Но было ясно, что Владимир захотел восприять славу нового Константина.
Леонтий ликовал:
– Поверь, патрикий, что это событие важнее для нас многих побед, одержанных на полях сражений.
От Добрыни мы знали, что вопрос о всенародном крещении обсуждался на княжеском совете. На одном из таких собраний присутствовали и мы с Леонтием. Старейшины, опустив головы, слушали доводы Анастаса, но по всему было видно, что им тоже трудно отрываться от старой жизни. Впрочем, некоторые из них уже были христианами, хотя хранили свою веру втайне.
Один из старых воинов встал и сказал:
– Князь, трудное ты предлагаешь нам дело. Но вот и бабка твоя Ольга жила в греческой вере. А это была мудрая женщина. Видно, новая вера лучше старой…
Меня очень занимали русские боги. Я видел на острове Георгия священное дерево язычников. В листве огромного дуба гнездились птицы, наполняя воздух щебетом и хлопаньем крыльев. Идолопоклонники считали, что в этом шуме выражается воля божества, и старались услышать в нем веление небес. Как малые дети, они ищут присутствия божественных сил в таинственных рощах, в тишине вековых лесов или там, где струятся священные источники.

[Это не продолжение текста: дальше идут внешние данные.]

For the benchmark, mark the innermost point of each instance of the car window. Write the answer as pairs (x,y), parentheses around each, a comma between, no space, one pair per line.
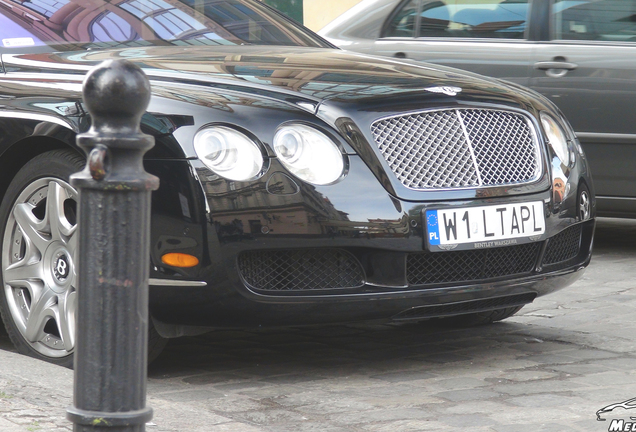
(599,20)
(69,25)
(473,18)
(402,22)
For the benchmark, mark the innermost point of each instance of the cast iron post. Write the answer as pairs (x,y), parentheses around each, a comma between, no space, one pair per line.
(113,254)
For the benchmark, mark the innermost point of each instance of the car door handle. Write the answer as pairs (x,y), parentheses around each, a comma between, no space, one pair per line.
(555,65)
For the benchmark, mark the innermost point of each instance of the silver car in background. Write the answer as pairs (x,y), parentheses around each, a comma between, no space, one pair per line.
(579,53)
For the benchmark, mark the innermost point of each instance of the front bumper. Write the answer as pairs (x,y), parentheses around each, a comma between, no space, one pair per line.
(262,245)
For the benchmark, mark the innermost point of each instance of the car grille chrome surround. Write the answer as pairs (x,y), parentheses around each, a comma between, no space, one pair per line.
(460,148)
(471,265)
(300,269)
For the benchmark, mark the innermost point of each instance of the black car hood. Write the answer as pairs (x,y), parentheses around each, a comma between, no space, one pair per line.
(315,74)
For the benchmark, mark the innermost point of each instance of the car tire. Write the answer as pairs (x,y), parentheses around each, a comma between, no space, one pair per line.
(479,318)
(38,231)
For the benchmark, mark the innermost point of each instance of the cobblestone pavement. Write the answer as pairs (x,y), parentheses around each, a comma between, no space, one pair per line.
(548,369)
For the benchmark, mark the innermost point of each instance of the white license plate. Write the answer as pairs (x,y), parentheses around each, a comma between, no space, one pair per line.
(486,226)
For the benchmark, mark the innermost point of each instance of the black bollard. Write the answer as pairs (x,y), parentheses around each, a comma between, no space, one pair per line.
(113,254)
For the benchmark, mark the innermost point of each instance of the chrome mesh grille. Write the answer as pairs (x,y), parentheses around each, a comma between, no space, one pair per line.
(563,246)
(459,148)
(300,269)
(471,265)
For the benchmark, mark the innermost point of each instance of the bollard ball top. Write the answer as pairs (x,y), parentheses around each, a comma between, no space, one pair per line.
(116,93)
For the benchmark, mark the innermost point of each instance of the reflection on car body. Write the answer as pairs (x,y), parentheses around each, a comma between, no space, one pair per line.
(295,177)
(579,53)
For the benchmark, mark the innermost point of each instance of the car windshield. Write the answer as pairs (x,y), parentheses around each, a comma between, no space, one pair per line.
(68,25)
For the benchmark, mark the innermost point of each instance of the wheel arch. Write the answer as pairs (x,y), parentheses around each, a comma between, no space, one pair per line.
(22,151)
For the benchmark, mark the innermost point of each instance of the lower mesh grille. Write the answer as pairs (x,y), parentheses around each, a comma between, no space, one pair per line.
(563,246)
(300,270)
(471,265)
(466,307)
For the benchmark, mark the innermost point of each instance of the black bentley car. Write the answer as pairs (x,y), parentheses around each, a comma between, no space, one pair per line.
(300,184)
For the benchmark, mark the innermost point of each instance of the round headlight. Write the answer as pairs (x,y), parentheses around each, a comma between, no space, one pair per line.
(556,137)
(309,154)
(228,153)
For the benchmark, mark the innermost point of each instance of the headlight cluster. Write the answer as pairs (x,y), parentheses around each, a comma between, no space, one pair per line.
(305,151)
(557,138)
(228,153)
(309,154)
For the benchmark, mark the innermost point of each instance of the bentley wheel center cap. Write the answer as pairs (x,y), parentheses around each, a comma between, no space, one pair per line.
(61,267)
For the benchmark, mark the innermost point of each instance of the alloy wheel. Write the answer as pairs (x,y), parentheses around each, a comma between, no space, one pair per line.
(38,256)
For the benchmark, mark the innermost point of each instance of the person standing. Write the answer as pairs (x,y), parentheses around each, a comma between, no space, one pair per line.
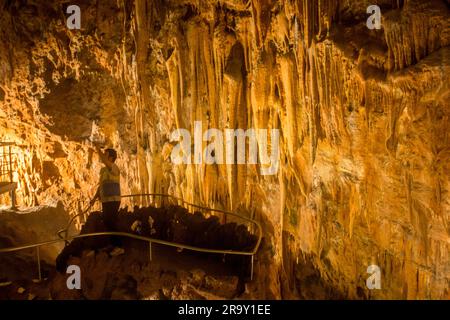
(109,192)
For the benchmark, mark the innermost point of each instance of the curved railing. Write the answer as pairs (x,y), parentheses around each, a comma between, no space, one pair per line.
(67,238)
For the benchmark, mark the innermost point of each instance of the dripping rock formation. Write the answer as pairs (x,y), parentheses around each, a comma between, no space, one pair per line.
(363,117)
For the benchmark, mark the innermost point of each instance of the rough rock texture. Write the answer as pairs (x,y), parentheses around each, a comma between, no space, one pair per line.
(363,114)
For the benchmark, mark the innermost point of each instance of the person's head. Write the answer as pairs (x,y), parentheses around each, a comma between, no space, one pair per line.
(112,155)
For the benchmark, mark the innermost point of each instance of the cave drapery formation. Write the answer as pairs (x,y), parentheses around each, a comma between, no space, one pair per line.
(363,116)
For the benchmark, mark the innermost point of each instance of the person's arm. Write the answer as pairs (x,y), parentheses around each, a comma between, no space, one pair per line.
(104,158)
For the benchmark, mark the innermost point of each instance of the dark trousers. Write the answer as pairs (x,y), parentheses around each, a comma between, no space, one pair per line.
(110,215)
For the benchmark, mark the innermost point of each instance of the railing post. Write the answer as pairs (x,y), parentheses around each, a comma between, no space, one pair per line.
(39,262)
(150,250)
(251,269)
(13,191)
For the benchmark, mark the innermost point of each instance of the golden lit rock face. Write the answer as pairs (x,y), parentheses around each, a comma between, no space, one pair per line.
(363,116)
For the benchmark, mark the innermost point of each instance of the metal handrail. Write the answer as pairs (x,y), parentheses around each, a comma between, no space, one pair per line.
(148,239)
(178,199)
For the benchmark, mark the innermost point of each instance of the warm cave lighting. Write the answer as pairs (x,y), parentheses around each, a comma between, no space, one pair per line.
(247,151)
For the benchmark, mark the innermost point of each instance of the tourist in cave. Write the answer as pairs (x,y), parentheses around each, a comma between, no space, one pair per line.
(109,194)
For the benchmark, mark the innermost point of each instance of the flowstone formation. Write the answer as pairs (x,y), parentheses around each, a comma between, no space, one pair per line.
(363,117)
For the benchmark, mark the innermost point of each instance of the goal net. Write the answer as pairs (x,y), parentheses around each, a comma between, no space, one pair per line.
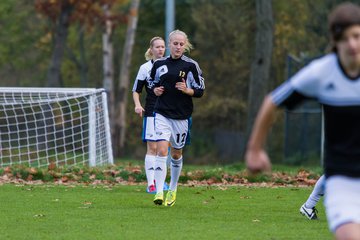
(64,126)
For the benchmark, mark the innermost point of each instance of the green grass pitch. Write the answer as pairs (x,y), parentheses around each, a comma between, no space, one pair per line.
(127,212)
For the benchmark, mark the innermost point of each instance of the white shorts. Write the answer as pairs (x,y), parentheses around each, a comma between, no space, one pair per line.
(342,201)
(171,130)
(148,133)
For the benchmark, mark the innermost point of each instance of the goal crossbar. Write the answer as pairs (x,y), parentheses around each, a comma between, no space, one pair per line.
(66,126)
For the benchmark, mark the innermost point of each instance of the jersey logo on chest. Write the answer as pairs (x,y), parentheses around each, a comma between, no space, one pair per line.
(163,70)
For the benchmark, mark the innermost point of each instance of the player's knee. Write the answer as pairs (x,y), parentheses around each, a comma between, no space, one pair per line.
(176,155)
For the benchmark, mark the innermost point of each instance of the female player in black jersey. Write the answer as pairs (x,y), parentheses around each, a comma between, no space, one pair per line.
(155,51)
(334,81)
(177,79)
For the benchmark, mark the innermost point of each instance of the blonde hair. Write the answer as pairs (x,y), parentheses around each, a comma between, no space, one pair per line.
(188,45)
(148,53)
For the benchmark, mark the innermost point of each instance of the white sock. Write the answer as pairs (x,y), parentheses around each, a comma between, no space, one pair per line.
(160,173)
(176,166)
(150,168)
(317,193)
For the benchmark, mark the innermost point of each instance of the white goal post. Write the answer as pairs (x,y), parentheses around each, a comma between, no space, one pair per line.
(64,126)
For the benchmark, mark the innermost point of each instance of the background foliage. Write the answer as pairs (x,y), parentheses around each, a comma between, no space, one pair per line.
(222,32)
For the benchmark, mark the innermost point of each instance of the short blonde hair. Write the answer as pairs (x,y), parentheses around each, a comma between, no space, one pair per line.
(188,45)
(148,53)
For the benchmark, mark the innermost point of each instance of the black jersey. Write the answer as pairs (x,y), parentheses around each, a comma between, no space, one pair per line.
(167,72)
(142,79)
(325,81)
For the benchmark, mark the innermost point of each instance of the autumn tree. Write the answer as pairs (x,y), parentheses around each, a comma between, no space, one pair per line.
(63,13)
(260,67)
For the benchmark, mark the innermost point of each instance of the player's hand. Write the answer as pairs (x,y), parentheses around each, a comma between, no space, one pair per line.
(159,90)
(181,86)
(139,110)
(257,161)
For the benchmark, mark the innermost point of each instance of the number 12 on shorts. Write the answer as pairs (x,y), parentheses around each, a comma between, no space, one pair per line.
(180,138)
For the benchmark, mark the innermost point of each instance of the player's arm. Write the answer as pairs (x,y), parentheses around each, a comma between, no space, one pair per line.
(137,89)
(138,108)
(155,80)
(256,157)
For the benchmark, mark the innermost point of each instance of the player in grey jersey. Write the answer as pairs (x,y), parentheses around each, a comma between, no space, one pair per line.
(334,81)
(155,51)
(177,79)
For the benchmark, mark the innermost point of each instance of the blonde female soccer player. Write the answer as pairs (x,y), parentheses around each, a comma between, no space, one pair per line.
(334,81)
(177,79)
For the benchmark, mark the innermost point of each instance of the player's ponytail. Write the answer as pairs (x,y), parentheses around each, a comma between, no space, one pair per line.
(188,45)
(148,53)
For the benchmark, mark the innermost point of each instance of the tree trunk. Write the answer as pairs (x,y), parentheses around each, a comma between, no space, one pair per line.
(108,68)
(260,67)
(123,87)
(54,77)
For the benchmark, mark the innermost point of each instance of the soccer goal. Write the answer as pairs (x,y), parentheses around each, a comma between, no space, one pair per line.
(64,126)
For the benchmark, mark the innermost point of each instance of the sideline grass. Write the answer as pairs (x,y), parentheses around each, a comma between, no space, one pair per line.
(127,212)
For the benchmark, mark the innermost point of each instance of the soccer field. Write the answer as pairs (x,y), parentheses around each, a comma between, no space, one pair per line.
(127,212)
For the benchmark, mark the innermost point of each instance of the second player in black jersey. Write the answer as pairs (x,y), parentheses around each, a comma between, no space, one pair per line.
(334,81)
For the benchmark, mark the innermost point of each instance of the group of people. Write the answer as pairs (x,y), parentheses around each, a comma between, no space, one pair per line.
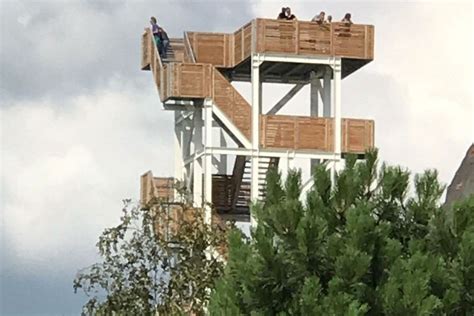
(161,37)
(321,18)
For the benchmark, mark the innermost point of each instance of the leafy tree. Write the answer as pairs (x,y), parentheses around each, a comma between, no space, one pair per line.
(157,260)
(363,246)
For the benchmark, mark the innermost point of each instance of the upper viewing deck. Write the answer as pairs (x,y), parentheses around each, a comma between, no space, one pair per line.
(230,52)
(302,38)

Владимир долгое время тоже придерживался этих верований. Желая объединить свое государство в единой вере, он воздвиг капище недалеко от города и поставил в нем идолов. По приезде в Киев я побывал там, хотя и со страхом пришел на это проклятое место. Вокруг холма торчали на высоких шестах конские черепа, побелевшие от дождей и солнца. Огромный плоский камень изображал собой жертвенник; на нем жрецы приносили в жертву животных и петухов, и мне казалось, что я еще вижу на нем следы крови. Лучшие куски мяса они, само собою разумеется, брали себе, всякую требуху сжигали на камне, остатки выбрасывали у подножия холма, и ночью все это поедали бездомные псы, и тогда суеверные люди считали, что жертва была угодна богам.

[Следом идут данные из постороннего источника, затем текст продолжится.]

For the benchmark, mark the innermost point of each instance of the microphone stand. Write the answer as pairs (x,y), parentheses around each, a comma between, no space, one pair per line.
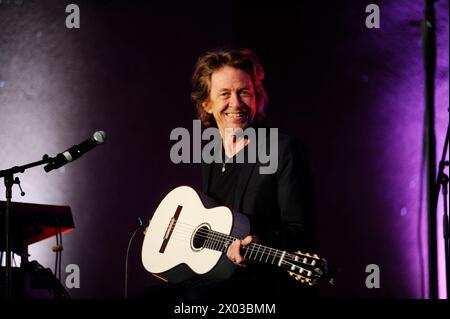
(429,55)
(442,181)
(8,176)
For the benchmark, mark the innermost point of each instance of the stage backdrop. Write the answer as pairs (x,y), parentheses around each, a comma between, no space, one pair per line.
(354,94)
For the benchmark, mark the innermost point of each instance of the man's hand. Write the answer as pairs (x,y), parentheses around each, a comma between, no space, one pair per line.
(234,250)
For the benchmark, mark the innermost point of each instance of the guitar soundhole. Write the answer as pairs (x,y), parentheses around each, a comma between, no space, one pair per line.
(200,237)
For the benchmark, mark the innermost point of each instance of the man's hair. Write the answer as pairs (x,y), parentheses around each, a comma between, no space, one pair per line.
(211,61)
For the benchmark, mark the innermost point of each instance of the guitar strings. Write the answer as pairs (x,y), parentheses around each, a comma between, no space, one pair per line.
(187,229)
(217,240)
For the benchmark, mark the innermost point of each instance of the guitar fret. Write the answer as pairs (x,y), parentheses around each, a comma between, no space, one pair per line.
(268,255)
(274,256)
(262,255)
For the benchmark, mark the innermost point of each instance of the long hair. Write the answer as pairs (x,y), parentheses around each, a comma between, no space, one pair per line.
(211,61)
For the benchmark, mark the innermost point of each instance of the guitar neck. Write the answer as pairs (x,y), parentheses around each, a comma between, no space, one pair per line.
(255,252)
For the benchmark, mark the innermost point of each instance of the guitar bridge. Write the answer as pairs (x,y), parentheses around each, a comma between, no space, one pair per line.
(170,229)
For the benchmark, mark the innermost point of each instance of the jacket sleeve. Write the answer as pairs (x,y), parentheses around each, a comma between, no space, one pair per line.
(296,200)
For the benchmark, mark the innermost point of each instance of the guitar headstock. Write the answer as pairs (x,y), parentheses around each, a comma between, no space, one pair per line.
(308,268)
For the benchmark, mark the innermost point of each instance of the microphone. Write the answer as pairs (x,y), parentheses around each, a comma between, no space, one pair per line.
(76,151)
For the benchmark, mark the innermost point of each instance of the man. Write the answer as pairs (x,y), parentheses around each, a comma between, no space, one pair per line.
(229,94)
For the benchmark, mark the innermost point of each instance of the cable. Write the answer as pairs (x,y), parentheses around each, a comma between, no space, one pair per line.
(141,226)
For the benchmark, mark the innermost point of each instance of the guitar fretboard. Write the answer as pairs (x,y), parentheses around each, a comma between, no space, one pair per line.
(256,252)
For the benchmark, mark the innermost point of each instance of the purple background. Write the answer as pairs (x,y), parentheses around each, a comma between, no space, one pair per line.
(354,95)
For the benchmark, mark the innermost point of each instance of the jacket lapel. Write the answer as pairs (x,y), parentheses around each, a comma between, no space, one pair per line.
(206,174)
(244,177)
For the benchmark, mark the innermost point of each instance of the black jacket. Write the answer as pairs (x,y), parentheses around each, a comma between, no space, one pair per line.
(281,206)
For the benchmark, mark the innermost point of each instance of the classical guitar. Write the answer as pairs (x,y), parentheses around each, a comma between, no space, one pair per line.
(184,239)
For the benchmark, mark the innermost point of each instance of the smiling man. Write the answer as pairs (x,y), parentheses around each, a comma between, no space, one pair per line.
(229,95)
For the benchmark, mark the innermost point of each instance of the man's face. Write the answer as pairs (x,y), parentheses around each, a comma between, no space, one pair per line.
(232,99)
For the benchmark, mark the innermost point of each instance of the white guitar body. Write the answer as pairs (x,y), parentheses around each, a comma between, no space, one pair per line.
(171,248)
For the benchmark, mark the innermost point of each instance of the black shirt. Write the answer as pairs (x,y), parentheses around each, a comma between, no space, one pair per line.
(224,178)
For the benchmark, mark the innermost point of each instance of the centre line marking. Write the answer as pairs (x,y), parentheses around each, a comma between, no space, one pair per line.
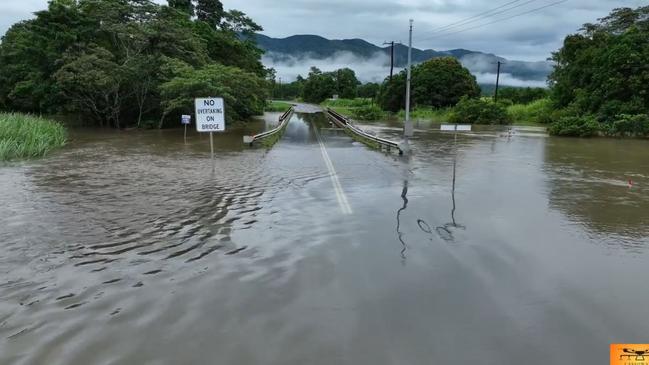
(345,208)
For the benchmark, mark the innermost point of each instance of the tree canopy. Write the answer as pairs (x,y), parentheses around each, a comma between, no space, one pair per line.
(320,86)
(116,62)
(603,70)
(438,82)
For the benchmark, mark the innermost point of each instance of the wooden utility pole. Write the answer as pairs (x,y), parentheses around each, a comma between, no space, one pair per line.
(391,43)
(408,129)
(497,82)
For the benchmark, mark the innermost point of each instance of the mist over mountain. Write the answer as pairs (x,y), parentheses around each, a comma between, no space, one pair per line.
(294,56)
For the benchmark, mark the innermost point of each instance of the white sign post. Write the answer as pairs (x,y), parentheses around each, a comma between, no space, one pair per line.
(210,117)
(185,120)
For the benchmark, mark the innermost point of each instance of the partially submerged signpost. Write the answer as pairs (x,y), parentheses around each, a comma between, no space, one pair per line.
(210,117)
(186,120)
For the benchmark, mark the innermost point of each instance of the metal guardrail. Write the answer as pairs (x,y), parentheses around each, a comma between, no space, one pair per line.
(343,122)
(283,121)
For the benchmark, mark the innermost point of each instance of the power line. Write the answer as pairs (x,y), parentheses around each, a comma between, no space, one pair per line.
(495,21)
(485,14)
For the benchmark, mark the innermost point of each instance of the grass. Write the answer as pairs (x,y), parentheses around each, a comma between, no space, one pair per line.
(346,107)
(531,114)
(277,106)
(25,136)
(441,115)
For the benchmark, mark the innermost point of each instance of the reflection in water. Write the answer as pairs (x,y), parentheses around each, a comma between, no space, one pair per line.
(445,231)
(404,196)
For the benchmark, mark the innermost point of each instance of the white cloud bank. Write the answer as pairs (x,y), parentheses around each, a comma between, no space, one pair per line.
(373,69)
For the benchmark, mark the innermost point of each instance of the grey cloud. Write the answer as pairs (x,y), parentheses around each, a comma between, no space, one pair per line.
(530,37)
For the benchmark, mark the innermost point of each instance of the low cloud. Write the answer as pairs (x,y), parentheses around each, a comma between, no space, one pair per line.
(507,80)
(373,69)
(377,67)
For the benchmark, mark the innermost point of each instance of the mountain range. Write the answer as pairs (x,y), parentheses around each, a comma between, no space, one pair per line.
(299,50)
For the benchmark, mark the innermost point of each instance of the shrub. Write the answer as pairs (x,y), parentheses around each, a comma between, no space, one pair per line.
(519,95)
(367,112)
(24,136)
(584,126)
(538,111)
(478,111)
(630,125)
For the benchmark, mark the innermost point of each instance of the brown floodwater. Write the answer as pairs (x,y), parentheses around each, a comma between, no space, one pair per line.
(495,248)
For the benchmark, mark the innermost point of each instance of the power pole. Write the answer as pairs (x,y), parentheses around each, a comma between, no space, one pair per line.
(391,43)
(408,130)
(497,82)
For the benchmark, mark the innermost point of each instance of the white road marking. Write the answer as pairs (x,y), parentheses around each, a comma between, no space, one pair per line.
(340,193)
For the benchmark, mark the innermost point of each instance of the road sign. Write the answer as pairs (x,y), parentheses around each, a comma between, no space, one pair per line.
(456,127)
(210,115)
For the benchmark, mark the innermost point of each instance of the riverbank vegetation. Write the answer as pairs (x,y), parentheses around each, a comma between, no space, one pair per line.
(119,63)
(25,136)
(277,106)
(600,86)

На почетном месте стоял Перун – бог грома и молний, русский Зевс. На огромном деревянном туловище, грубо сделанном секирой, была укреплена серебряная голова, тоже отлитая неискусно, а усы бога были из золота. Мне показалось, что круглые глаза истукана смотрят на меня с дьявольской злобой. В кое-как вырезанных из дерева руках ложный громовержец сжимал пучок молний. Вместе со мной на холм пришли магистр Леонтий и Димитрий Ангел. Мы с любопытством смотрели на кумиров, но мысленно отплевывались с омерзением, так как на этом месте, по словам некоторых, еще недавно приносились человеческие жертвы.
К великому своему удивлению, мы увидели среди идолов и древнюю статую прекрасного Аполлона. Сомнений быть не могло, перед нами был бог Эллады, и отлитая из бронзы, позеленевшая от гиперборейских дождей статуя вызвала восхищение Димитрия. Олимпийский бог держал в руках кифару, весь в помете диких голубей, обитавших поблизости, на соседних дубах. Странно, что холм, на котором находилось капище, здешние обитатели называли Волчьей горой, точно знали, что один из эпитетов олимпийца – Ликофрос, то есть убивающий волков. Каким образом попала эта статуя в скифскую глушь, мне выяснить не удалось. Однако напрасно искал он убежища в таких отдаленных пределах – и здесь уже слышалось церковное пение.